We can tell you this — the next-generation VPA will enable you to have a much deeper relationship with your assistant. Siri has a conversational interface today, but these intercations seldom last more than one or two utterances. Tomorrow’s VPA conversations will be about more complex tasks with multiple steps and more nuance (exploring healthcare alternatives, planning a vacation, and buying clothes, to name a few scenarios.)
This next wave of VPAs will be also able to maintain the context of the conversation for long periods of time, reason with clarity about what you discuss, provide answers to your questions, execute tasks for you, and all along the way learn from you and noticeably improve with use. The experience will be more will be personalized that what you experience with Siri today, and it will have greater depth. VPA’s will also be more proactive, constantly discovering things that you might care about and even starting conversations with you about what they find.
Let’s illustrate these new VPA capabilities with a conversation between a real person named Lisa, and a virtual personal shopping assistant named Nina, with Lisa wanting to buy a purse:
Lisa: “Nina, I need a new purse.”
Nina: “Great! Do you want to buy something from Michael Kors like you did last time?”
Lisa: “Well, I’d like Michael Kors, but I don’t want to spend more than $400.”
Nina: “Last time you bought your Michael Kors purse from Nordstrom. Nordstrom has a Michael Kors sale right now…here are some purses you might like.”
Lisa: “I like the chocolate brown one, at $329. Is that the best price you found?”
Nina: “I saw a couple of offers at $310 from other retailers, but their return policy isn’t as generous as Nordstrom’s.”
Lisa” “Okay, let’s go with Nordstrom”.
The important part about this conversation is that it is natural, real, and helpful. Lisa is getting what she wants from Nina, an assistant that is familiar with her purchase history and the stores that she prefers.

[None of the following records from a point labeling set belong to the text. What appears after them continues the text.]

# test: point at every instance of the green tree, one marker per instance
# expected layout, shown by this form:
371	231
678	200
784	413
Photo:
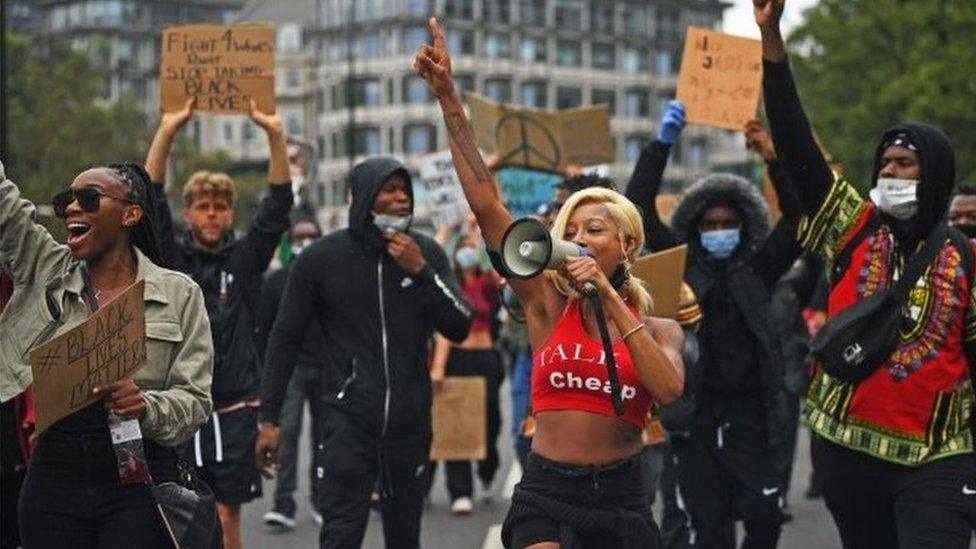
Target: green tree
864	65
58	124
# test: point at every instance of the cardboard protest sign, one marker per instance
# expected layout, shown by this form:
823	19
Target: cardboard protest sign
539	139
109	346
442	193
460	420
662	273
223	66
526	190
720	78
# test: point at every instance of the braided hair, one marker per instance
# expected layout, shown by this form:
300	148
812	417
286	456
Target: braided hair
143	234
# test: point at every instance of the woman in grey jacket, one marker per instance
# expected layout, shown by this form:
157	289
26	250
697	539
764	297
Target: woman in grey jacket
72	496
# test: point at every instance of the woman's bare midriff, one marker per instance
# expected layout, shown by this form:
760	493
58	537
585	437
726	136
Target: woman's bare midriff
476	341
584	438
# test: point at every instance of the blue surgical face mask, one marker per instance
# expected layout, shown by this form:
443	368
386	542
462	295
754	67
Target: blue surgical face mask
466	257
721	243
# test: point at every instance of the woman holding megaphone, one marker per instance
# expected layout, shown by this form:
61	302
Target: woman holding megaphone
582	483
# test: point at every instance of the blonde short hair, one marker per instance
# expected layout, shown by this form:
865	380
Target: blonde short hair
631	227
209	184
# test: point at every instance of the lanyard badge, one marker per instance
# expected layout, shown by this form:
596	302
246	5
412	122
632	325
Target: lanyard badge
129	454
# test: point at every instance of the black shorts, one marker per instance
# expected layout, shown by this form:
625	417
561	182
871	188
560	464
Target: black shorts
223	451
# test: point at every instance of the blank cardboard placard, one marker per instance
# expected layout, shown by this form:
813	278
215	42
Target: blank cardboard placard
540	139
720	78
223	66
662	273
107	347
460	419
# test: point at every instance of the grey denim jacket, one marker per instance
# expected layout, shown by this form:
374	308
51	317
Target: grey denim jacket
175	381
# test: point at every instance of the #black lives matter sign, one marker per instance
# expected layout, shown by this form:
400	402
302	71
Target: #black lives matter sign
108	346
223	66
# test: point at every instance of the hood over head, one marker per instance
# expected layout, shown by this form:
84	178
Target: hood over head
721	189
937	169
366	180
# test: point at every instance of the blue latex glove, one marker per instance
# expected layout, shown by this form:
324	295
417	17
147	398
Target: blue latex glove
672	122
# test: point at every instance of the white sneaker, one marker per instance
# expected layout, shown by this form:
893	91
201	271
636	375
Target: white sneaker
279	520
462	506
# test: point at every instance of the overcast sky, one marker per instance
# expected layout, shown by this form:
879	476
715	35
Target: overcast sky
739	19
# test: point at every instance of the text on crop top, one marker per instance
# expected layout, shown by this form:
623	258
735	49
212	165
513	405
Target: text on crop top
569	372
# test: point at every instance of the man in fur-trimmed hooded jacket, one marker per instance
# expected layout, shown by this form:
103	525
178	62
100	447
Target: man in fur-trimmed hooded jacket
734	261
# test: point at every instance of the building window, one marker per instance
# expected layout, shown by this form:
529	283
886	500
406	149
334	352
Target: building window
419	138
533	12
534	50
601	18
636	103
636	60
413	38
498	89
498	11
569	15
460	42
605	97
497	46
603	56
458	9
366	92
568	53
415	90
568	97
632	148
636	22
534	95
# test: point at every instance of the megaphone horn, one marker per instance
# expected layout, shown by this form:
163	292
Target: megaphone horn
528	249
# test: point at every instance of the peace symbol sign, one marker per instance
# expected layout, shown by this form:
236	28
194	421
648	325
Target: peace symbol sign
536	147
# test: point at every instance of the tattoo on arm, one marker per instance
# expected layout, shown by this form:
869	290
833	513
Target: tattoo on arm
460	131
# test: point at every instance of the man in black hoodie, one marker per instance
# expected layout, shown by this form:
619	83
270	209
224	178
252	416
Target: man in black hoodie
379	291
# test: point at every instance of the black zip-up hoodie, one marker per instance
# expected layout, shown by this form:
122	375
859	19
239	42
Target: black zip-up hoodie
376	318
231	279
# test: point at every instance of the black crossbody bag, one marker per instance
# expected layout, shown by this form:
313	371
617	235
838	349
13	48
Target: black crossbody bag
853	344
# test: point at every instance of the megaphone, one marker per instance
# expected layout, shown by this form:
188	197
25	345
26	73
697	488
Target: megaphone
528	249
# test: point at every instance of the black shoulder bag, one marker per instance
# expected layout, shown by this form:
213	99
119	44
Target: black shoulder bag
853	344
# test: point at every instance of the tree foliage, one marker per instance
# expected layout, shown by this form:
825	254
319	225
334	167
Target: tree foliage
59	126
864	65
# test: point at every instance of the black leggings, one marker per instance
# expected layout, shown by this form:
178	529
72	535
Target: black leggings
877	504
72	498
487	364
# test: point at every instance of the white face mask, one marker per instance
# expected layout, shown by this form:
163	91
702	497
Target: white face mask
896	197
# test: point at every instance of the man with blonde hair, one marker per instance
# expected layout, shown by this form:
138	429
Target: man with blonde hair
230	274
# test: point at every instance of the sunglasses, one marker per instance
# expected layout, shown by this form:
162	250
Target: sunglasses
89	198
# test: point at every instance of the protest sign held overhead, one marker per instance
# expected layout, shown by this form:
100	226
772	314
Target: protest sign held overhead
109	346
223	66
720	78
442	194
539	139
458	411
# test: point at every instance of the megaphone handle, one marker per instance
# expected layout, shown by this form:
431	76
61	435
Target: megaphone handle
601	322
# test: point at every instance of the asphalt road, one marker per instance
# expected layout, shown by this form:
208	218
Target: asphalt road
811	526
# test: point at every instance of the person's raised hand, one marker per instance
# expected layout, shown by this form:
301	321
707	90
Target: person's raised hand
270	123
433	63
758	140
768	13
172	121
672	122
405	251
266	449
123	398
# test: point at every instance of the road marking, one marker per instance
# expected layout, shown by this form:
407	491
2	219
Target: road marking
493	538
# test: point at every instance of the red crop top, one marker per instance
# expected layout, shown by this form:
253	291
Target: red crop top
569	372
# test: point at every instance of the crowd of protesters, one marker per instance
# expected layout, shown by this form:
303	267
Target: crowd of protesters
363	325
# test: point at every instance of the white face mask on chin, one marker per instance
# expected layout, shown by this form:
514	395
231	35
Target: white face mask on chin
896	197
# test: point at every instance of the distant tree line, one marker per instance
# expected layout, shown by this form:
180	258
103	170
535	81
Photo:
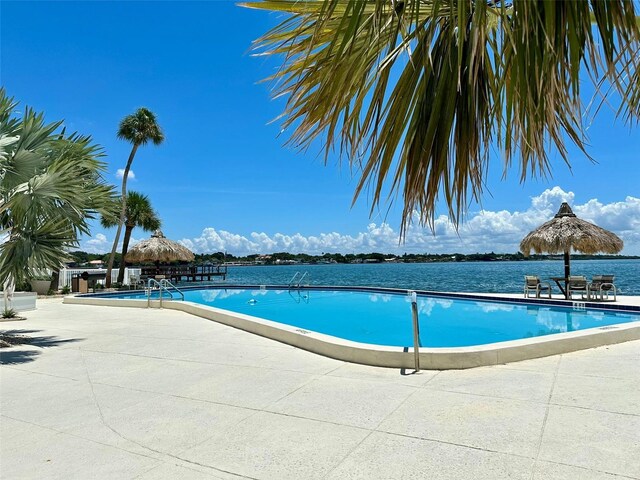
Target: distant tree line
283	258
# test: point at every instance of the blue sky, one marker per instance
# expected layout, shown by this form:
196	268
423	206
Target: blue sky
223	179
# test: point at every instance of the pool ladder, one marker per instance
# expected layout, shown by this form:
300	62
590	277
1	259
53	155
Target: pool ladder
161	285
296	280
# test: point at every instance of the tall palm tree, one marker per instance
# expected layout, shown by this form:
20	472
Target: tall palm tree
51	184
138	213
417	93
139	129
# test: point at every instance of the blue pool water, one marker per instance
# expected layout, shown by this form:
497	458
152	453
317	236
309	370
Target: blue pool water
385	318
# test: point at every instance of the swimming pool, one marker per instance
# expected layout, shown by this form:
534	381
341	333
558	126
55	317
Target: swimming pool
385	318
374	326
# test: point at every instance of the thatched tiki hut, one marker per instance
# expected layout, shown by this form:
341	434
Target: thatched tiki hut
565	232
159	249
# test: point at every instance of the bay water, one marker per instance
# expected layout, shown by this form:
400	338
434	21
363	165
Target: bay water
483	277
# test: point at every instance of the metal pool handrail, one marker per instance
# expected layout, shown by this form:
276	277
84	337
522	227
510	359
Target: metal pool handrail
166	283
416	329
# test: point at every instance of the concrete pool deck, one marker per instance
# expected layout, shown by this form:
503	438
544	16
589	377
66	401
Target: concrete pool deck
111	392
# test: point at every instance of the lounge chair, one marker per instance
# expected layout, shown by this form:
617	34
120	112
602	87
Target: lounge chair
601	285
578	283
533	284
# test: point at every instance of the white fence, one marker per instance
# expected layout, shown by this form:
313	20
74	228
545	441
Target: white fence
67	273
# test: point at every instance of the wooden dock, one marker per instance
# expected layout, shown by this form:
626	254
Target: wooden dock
185	273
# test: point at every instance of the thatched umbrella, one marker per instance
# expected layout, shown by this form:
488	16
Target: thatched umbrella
565	232
159	249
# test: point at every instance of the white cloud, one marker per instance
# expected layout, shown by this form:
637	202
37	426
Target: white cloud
497	231
120	174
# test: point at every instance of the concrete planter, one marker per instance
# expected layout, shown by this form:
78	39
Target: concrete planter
21	302
41	287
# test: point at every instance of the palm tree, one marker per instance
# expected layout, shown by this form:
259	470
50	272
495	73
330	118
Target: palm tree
139	129
138	213
50	186
417	93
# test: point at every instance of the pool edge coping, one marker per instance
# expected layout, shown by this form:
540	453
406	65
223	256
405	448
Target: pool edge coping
442	358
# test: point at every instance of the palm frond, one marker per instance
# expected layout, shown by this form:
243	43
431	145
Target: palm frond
416	93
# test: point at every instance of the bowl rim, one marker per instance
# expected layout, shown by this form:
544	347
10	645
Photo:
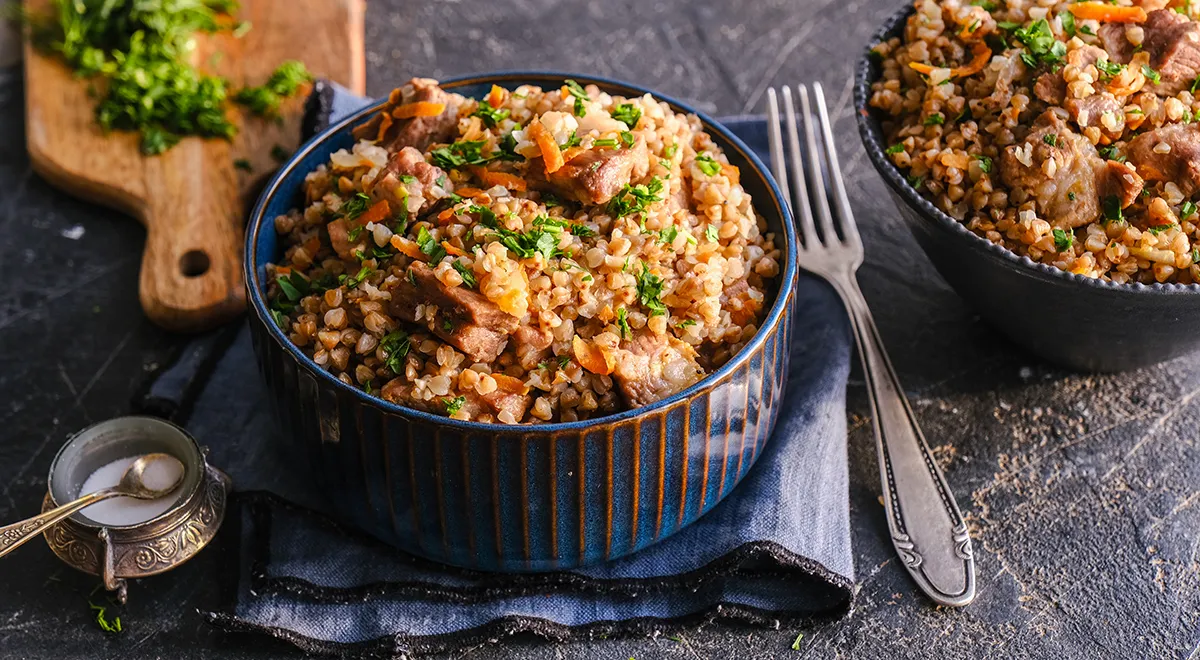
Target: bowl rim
870	132
769	325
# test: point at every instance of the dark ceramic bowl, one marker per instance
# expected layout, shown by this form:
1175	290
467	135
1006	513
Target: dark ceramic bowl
1069	319
522	498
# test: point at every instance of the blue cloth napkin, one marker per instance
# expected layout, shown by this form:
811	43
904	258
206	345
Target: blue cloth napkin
778	547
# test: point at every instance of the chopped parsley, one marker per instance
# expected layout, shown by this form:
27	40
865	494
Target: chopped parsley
491	115
628	114
351	282
1111	205
283	82
454	405
1062	240
468	276
623	323
460	154
649	292
581	97
430	246
1041	47
707	165
635	199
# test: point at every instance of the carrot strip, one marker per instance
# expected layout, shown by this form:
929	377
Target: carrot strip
551	154
510	181
496	97
1107	13
981	59
378	211
407	247
418	108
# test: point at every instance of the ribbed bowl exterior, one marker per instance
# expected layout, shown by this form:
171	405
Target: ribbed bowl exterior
531	497
519	498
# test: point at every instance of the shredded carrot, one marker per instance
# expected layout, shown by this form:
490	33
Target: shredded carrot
551	155
418	108
384	124
496	97
592	357
407	247
378	211
981	59
490	179
1107	13
513	385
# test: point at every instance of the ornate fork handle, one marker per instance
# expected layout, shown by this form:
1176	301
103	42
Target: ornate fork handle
927	527
18	533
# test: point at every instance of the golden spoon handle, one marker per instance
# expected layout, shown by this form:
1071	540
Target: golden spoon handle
16	534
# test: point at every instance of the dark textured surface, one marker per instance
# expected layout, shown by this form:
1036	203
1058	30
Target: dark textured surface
1084	492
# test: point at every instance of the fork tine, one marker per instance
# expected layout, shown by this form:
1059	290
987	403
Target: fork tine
778	166
814	162
843	216
801	208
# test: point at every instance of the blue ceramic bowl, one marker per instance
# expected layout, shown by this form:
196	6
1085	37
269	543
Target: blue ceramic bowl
522	498
1066	318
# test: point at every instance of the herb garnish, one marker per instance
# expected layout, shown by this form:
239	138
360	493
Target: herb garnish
634	199
454	405
581	97
628	114
707	165
468	276
283	82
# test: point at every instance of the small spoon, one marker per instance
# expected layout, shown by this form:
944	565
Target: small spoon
132	485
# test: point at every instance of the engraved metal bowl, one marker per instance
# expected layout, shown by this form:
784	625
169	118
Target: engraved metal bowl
120	552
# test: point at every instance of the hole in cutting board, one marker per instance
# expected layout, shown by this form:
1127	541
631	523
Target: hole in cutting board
195	263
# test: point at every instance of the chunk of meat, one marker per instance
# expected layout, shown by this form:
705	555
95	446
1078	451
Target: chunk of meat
653	367
1120	180
597	175
407	181
340	238
1066	193
1169	154
475	405
1092	111
1173	42
1050	88
465	318
418	132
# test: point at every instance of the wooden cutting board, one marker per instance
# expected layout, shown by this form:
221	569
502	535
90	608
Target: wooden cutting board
192	201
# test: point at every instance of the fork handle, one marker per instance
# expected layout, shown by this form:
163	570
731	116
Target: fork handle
927	527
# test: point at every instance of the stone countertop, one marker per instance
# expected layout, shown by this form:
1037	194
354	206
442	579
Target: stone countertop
1083	491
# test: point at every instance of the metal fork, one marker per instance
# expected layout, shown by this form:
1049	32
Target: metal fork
927	528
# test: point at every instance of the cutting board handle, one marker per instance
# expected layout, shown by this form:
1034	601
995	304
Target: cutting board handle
191	268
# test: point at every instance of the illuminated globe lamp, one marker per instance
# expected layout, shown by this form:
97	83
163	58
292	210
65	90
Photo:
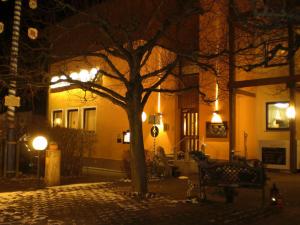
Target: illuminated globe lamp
144	116
39	143
57	122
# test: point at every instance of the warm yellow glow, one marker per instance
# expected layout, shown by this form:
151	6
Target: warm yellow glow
83	76
144	116
217	98
39	143
33	4
32	33
282	105
74	76
216	118
57	122
291	112
158	102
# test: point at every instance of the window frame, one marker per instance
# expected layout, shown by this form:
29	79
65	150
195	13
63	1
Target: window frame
62	117
68	115
84	115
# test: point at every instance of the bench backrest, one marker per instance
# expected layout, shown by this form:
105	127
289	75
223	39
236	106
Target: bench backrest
232	173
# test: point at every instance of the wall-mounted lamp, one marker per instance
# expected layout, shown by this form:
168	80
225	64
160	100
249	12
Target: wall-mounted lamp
291	112
216	118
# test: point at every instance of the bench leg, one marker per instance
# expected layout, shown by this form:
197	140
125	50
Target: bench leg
229	194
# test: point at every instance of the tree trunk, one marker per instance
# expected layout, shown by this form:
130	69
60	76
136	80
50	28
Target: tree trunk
138	164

Lisa expects Nina to know all about shopping, and to use that knowledge to help select just the right item, at a good price. Her virtual personal assistant will also learn from this conversation, and maintain the history and context for follow-on conversations, as well as future purchases.
That last point bears emphasis. As the VPA learns, it will become more and more valuable. This kind of capability is often invoked, but seldom delivered. “Learning in the wild” is another old dream that is only now starting to come true. The truly adaptive VPA is the ultimate “sticky” application.
And of course, Lisa likewise trusts the VPA more and more as Nina demonstrates increasing competence. That trust applies not only to personalized, accurate information delivery, but also the protection of personal information. For any VPA, trust – especially vis-a-vis security and privacy — will be a central requirement, and the next generation of VPA offerings will be graded on a steep curve.
It all sounds pretty good, right?
Luckily, a VPA that can interact with me with such great depth and nuance is not merely a science fiction. SRI is building these capabilities today. We and our research partners are dedicating immense time and resources to making this future come true.
VPA is about augmenting humans in ways old and new – so that we can be our best selves, and accomplish more with less. At SRI, the theme of human augmentation goes back to the days of Doug Engelbart, inventor of the mouse, and pioneer of human-computer interaction. Doug’s quote from his 1962 article captures it well:
By ‘augmenting human intellect’ we mean increasing the capability of a man to approach a complex problem situation, to gain comprehension to suit his particular needs, and to derive solutions to problems.
We believe that VPA represents a new and especially productive vein of progress. VPA is the most elegant and effective way we have figured out yet for humans and machines to interact. We think that it will revolutionize the way we think about machines, just as Engelbart’s vision did with the “mother of all demos” nearly 50 years ago.